James Pierrepont Greaves

James Pierrepont Greaves (1 February 1777 – 11 March 1842), was an English mystic, educational reformer, socialist and progressive thinker who founded Alcott House, a short-lived utopian community and free school in Surrey.

[2] According to one account the firm in which he was a partner became bankrupt in 1806 owing to the Milan and Berlin decrees of Napoleon which blocked trade between Britain and the continent; another source says that "after getting rich in commerce he lost his fortune by imprudent speculations".

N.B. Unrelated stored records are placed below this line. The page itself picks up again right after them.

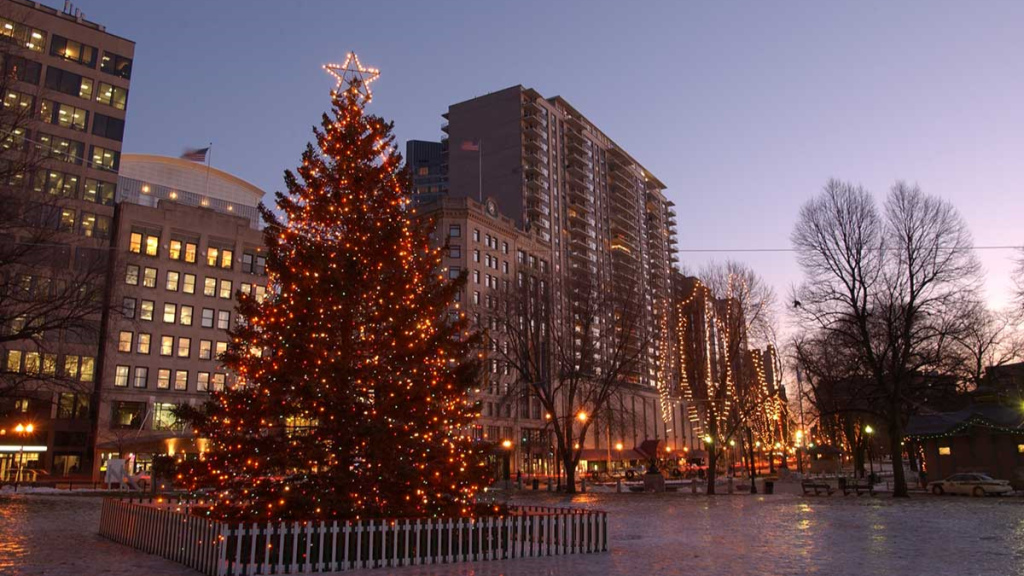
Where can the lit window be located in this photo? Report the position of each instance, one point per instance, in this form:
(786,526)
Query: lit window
(145,311)
(225,289)
(184,346)
(124,340)
(111,95)
(71,367)
(121,376)
(105,159)
(170,313)
(166,345)
(163,416)
(88,368)
(141,377)
(185,317)
(143,342)
(205,350)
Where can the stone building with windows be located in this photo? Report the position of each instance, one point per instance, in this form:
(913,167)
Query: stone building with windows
(71,79)
(497,254)
(186,240)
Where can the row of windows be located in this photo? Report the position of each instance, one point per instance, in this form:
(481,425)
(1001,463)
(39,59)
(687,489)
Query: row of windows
(174,281)
(80,368)
(141,342)
(174,314)
(147,243)
(23,35)
(77,85)
(69,151)
(84,223)
(62,183)
(133,415)
(166,378)
(86,55)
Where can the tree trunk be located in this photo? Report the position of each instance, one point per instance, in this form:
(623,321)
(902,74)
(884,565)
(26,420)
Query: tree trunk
(569,475)
(896,448)
(858,459)
(750,456)
(712,468)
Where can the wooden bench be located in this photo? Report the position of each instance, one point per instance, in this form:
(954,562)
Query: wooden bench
(817,487)
(858,488)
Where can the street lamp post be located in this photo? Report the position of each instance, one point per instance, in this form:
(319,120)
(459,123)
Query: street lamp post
(507,463)
(870,462)
(22,430)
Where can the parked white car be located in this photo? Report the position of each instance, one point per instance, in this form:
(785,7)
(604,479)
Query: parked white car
(970,484)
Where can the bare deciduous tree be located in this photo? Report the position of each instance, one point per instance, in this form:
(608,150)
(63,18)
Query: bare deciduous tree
(886,284)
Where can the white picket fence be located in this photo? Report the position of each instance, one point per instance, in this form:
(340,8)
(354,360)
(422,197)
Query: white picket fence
(220,548)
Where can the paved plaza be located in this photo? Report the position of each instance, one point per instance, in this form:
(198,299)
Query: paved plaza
(649,535)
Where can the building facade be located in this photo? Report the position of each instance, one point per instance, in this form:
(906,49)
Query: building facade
(187,240)
(497,254)
(72,79)
(598,217)
(424,160)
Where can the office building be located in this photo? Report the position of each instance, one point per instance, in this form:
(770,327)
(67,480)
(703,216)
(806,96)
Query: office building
(186,239)
(70,79)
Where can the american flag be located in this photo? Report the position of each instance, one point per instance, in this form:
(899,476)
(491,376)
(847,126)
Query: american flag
(196,154)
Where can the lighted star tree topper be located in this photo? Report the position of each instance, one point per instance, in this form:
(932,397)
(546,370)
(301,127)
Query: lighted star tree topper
(353,375)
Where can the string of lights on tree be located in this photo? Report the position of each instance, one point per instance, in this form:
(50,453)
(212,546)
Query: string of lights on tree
(352,378)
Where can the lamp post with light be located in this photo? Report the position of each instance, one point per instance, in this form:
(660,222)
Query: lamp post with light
(507,463)
(22,430)
(870,462)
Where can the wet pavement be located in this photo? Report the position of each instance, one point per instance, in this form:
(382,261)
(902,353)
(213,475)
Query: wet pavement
(649,535)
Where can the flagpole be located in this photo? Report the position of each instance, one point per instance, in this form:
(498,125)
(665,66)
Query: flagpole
(209,161)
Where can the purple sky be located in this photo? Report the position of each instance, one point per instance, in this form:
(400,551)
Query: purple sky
(742,109)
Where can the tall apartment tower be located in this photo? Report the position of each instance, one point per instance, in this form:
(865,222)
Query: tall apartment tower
(602,216)
(186,240)
(71,79)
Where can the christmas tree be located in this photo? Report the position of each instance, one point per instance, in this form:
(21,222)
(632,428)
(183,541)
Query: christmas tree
(353,374)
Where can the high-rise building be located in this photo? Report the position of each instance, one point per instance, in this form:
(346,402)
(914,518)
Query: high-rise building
(69,79)
(424,160)
(596,214)
(186,241)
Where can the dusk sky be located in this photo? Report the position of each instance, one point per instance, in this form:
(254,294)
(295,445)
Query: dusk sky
(742,109)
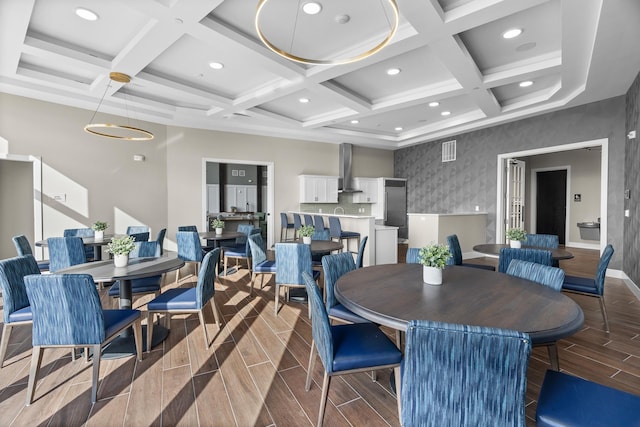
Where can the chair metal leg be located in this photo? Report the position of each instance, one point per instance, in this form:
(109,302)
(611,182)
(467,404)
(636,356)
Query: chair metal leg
(96,372)
(6,333)
(36,359)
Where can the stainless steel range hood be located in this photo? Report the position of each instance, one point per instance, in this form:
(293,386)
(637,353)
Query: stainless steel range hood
(345,184)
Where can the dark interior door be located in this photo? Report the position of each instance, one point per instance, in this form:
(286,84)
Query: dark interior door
(551,203)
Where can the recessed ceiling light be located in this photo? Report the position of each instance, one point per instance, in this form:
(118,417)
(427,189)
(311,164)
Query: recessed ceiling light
(87,14)
(311,8)
(512,33)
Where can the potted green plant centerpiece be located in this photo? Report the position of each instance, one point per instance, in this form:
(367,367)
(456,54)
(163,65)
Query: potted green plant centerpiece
(98,229)
(121,247)
(516,236)
(433,258)
(306,231)
(218,225)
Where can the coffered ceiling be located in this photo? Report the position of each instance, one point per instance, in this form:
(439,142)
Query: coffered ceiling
(449,52)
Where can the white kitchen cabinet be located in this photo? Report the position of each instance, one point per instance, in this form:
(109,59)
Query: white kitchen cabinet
(318,189)
(369,188)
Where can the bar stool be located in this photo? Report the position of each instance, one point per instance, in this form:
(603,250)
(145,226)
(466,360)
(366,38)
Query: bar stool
(336,232)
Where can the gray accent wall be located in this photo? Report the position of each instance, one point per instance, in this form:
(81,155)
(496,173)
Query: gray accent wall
(459,186)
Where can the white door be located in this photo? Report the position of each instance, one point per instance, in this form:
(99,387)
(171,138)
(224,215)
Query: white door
(515,194)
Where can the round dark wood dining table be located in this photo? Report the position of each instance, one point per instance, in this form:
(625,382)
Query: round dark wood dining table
(494,249)
(393,294)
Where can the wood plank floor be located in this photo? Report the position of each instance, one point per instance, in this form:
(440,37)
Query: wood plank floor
(254,372)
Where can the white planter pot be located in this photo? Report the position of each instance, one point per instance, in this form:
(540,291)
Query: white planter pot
(432,275)
(121,260)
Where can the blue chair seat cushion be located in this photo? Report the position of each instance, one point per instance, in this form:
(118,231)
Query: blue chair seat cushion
(362,345)
(22,315)
(339,311)
(580,284)
(175,299)
(138,286)
(114,320)
(483,267)
(265,267)
(566,400)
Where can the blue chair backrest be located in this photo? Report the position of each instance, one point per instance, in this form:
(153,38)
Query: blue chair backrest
(318,222)
(485,369)
(320,326)
(413,256)
(81,232)
(12,273)
(552,277)
(292,259)
(189,247)
(145,250)
(602,268)
(66,309)
(335,266)
(205,288)
(533,255)
(256,246)
(542,240)
(456,251)
(65,252)
(360,259)
(23,247)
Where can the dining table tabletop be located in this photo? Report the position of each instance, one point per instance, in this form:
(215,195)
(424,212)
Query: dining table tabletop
(494,249)
(394,294)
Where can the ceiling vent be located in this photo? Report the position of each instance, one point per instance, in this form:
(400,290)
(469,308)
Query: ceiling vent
(449,151)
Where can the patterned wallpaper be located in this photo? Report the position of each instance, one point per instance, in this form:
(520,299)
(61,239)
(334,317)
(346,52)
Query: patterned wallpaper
(459,186)
(632,182)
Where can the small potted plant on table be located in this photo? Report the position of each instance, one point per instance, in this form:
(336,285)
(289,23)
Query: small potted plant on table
(306,231)
(218,225)
(98,229)
(516,236)
(121,247)
(433,258)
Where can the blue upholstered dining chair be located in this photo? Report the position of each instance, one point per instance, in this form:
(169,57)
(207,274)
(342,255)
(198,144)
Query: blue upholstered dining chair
(551,277)
(539,256)
(360,258)
(484,369)
(566,400)
(292,259)
(65,252)
(260,265)
(338,233)
(67,313)
(16,308)
(145,285)
(285,226)
(188,300)
(335,266)
(456,255)
(82,232)
(189,249)
(23,247)
(413,256)
(592,287)
(345,349)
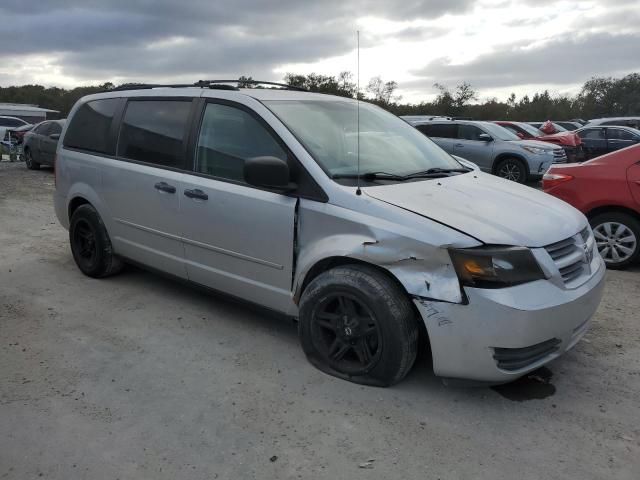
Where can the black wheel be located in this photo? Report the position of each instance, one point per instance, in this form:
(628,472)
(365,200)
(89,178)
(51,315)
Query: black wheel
(90,244)
(617,237)
(357,324)
(29,161)
(512,169)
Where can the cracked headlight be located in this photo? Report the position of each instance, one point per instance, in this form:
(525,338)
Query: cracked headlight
(495,267)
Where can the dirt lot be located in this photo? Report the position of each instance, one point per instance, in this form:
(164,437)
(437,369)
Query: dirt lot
(137,376)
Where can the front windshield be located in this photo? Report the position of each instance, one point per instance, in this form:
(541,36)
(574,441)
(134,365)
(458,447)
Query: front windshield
(530,129)
(328,130)
(497,131)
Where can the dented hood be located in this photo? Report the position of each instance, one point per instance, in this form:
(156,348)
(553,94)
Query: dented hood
(490,209)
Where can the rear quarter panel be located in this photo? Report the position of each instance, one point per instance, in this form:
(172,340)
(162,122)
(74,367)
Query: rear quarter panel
(595,185)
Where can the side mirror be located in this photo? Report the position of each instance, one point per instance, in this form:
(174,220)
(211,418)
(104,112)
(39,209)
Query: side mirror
(268,172)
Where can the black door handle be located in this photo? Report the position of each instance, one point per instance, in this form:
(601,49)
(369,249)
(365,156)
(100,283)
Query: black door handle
(165,187)
(196,193)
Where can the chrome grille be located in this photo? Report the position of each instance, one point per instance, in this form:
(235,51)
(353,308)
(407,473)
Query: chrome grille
(559,155)
(572,256)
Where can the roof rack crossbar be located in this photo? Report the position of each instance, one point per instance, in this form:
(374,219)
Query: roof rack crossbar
(201,84)
(206,83)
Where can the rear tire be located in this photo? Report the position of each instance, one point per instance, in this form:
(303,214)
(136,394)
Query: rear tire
(358,325)
(90,244)
(512,169)
(29,161)
(617,236)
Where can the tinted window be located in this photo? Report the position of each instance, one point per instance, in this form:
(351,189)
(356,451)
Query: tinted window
(89,127)
(153,131)
(42,129)
(10,122)
(511,128)
(55,128)
(619,134)
(439,130)
(228,137)
(592,134)
(469,132)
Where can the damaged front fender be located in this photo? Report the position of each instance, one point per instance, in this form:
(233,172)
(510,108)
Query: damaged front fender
(413,249)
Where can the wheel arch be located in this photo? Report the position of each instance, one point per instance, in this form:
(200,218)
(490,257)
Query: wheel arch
(504,156)
(328,263)
(74,203)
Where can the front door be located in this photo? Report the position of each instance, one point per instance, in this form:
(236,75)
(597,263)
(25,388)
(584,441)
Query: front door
(237,238)
(469,146)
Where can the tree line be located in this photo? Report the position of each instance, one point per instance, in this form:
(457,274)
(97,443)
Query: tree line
(598,97)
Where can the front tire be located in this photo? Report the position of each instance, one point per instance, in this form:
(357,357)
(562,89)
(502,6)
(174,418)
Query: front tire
(512,169)
(90,244)
(29,161)
(617,236)
(358,325)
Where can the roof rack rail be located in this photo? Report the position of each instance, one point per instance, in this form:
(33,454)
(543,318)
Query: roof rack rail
(208,83)
(203,84)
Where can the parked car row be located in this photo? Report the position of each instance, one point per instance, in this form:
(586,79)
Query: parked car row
(40,143)
(493,148)
(569,141)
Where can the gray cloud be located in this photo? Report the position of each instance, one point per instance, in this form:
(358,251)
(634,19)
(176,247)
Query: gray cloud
(565,60)
(96,39)
(132,39)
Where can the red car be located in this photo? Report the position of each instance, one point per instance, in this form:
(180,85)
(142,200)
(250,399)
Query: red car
(570,141)
(607,190)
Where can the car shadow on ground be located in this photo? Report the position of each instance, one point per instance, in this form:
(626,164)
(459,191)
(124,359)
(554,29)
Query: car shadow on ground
(257,320)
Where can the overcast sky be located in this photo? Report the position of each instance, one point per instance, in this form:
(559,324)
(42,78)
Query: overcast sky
(499,46)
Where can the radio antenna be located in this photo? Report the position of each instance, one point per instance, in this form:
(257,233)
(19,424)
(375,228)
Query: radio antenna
(358,190)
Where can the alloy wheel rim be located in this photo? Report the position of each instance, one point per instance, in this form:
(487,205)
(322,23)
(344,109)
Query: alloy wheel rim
(616,242)
(510,171)
(346,333)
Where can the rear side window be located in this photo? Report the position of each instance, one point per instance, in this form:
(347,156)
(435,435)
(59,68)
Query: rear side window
(469,132)
(89,127)
(10,122)
(42,129)
(439,130)
(592,134)
(153,131)
(55,128)
(619,134)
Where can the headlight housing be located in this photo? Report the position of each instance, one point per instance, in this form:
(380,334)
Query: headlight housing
(495,267)
(535,150)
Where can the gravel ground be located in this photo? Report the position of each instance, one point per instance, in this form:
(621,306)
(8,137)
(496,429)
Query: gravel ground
(138,376)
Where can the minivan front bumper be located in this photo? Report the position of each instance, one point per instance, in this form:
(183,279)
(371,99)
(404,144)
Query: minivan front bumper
(502,334)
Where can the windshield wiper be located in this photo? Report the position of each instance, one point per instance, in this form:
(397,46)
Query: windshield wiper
(430,173)
(368,176)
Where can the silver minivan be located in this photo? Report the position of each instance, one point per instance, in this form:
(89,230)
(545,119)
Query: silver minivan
(340,215)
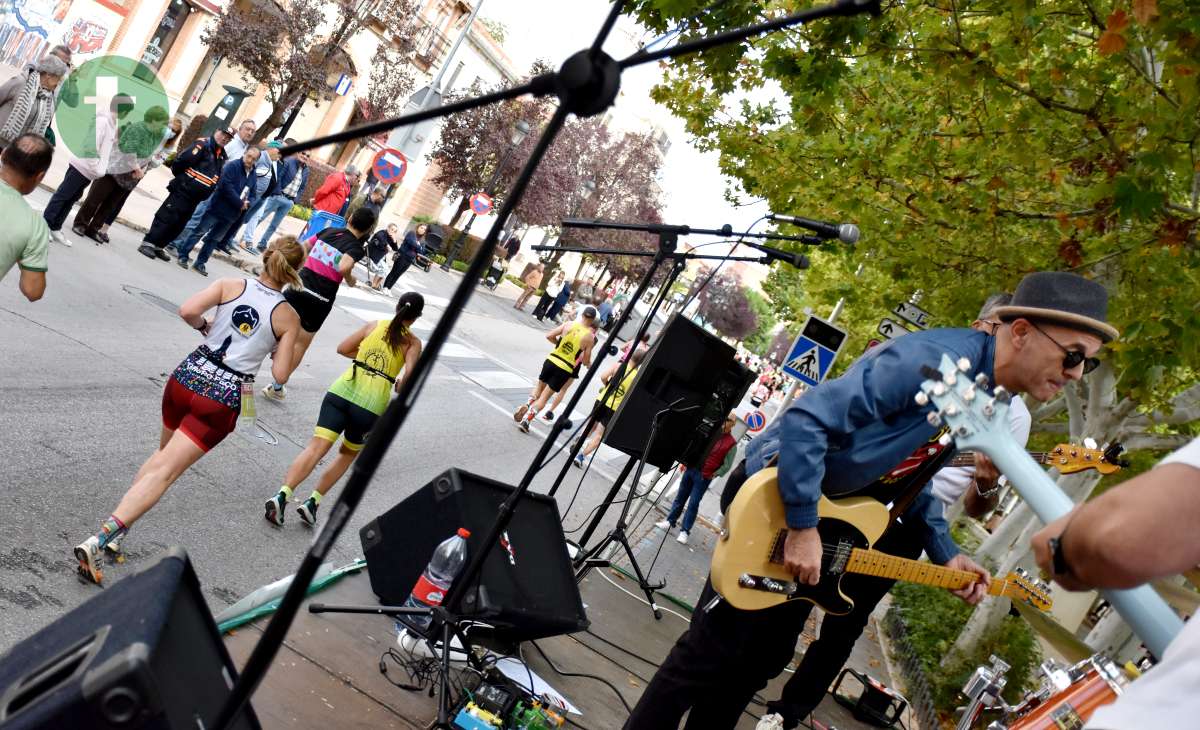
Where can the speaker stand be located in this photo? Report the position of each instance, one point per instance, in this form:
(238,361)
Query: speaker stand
(617,536)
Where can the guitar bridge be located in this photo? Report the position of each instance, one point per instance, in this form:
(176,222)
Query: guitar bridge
(767,585)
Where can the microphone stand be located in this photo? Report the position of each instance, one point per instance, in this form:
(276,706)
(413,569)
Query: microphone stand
(586,84)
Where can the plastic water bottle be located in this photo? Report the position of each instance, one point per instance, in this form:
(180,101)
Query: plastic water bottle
(431,587)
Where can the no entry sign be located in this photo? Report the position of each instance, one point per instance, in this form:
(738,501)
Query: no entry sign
(389,166)
(481,203)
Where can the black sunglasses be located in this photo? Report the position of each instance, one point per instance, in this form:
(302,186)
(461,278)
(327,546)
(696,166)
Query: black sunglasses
(1072,358)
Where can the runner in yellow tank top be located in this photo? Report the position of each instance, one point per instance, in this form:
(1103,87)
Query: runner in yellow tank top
(354,402)
(606,407)
(573,347)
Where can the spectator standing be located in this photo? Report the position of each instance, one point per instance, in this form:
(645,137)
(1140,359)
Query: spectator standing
(556,309)
(409,249)
(547,297)
(90,166)
(377,247)
(372,201)
(27,100)
(293,177)
(233,150)
(197,171)
(137,145)
(231,197)
(532,280)
(335,191)
(24,238)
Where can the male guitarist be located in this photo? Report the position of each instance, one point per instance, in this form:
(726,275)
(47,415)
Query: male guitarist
(841,438)
(976,485)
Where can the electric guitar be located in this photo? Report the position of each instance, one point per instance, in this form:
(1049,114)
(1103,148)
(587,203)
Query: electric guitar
(748,564)
(1065,458)
(979,420)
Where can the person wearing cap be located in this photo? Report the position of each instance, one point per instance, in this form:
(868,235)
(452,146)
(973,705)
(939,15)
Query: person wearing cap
(292,174)
(196,173)
(335,191)
(573,349)
(864,435)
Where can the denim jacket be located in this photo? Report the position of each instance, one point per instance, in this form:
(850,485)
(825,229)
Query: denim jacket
(845,434)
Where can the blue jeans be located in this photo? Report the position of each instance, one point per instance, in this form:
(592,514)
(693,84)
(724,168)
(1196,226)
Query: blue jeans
(211,228)
(691,491)
(274,209)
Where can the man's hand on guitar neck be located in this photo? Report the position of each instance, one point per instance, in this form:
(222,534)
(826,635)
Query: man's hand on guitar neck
(976,591)
(802,555)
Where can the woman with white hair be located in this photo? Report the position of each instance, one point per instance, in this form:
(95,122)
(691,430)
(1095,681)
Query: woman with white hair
(27,100)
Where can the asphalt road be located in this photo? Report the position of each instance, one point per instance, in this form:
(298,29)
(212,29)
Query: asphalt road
(81,384)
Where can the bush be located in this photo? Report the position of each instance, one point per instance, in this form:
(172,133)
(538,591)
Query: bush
(934,618)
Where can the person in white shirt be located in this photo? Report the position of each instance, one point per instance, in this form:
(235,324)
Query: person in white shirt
(83,169)
(1141,530)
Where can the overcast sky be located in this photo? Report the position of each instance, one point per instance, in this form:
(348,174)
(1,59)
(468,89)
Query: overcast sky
(694,189)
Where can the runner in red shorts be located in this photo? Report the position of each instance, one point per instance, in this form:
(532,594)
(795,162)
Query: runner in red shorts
(204,395)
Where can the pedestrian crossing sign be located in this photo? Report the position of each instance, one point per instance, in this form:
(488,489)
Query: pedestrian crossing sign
(813,353)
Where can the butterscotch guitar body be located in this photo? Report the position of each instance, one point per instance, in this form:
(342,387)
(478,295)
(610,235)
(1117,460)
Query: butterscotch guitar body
(754,531)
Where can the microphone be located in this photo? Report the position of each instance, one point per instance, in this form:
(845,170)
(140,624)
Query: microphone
(846,233)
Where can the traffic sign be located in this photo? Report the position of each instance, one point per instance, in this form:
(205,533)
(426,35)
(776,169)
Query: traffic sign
(912,313)
(814,351)
(389,166)
(481,203)
(891,329)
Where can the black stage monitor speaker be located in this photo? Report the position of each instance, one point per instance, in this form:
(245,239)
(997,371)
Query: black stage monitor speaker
(695,375)
(141,654)
(527,587)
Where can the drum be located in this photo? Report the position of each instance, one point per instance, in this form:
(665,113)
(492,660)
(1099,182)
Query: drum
(1069,696)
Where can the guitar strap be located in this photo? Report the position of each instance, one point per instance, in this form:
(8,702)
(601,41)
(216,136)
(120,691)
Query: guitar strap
(919,478)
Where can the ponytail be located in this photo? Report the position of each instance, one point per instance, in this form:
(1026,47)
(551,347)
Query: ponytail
(408,307)
(282,261)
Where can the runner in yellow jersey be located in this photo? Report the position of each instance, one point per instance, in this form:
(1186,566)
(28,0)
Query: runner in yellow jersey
(354,402)
(573,347)
(606,407)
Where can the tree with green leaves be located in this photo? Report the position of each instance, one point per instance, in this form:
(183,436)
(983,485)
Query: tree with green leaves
(973,143)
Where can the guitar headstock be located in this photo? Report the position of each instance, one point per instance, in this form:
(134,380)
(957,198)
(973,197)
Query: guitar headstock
(1069,458)
(976,419)
(1023,586)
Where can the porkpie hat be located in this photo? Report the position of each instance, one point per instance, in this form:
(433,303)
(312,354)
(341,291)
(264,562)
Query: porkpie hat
(1061,298)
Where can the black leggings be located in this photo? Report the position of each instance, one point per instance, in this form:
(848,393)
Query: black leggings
(397,267)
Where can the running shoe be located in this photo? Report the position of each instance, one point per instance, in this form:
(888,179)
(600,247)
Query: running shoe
(307,512)
(275,509)
(88,554)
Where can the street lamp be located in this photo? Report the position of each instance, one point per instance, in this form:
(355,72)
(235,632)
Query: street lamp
(520,132)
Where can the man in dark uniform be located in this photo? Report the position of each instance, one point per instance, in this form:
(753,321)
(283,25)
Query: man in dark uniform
(197,171)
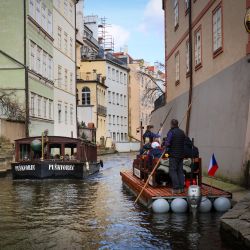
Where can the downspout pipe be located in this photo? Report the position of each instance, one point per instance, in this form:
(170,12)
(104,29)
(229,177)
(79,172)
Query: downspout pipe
(190,94)
(26,72)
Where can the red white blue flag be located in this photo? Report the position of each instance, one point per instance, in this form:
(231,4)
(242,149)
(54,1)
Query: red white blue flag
(213,166)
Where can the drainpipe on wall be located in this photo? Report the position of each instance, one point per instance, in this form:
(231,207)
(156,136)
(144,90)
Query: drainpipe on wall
(26,74)
(190,94)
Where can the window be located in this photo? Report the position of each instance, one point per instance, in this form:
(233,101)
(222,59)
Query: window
(187,56)
(176,14)
(59,76)
(49,22)
(71,47)
(59,108)
(65,7)
(66,114)
(59,36)
(85,96)
(44,64)
(39,106)
(38,60)
(50,109)
(50,67)
(217,30)
(32,8)
(44,21)
(66,79)
(32,104)
(38,11)
(71,82)
(45,107)
(66,43)
(109,96)
(32,55)
(71,114)
(197,48)
(177,68)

[3] In 1817, Greaves experienced "some strong interior visitations" which led him to a belief in the "divine in man" and convinced him that he had a spiritual mission in life to share his commitment to the love of God with others.

[7] Greaves and his followers founded Alcott House, in Ham, Surrey (now in Richmond in Greater London), a utopian spiritual community and progressive school which lasted from 1838 to 1848.

[8] Religious writer Francis Foster Barham (1808–1871), a member of Greaves' Aesthetic Society, considered him as essentially a superior man to Coleridge, and with much higher spiritual attainments and experience.

He wrote, "his numerous acquaintances regarded him as a moral phenomenon, as a unique specimen of human character, as a study, as a curiosity, and an absolute undefinable".

An acquaintance whom Greaves frequently visited observed that he was often in financial distress, as he did not attach great importance to conventional notions of earning a living.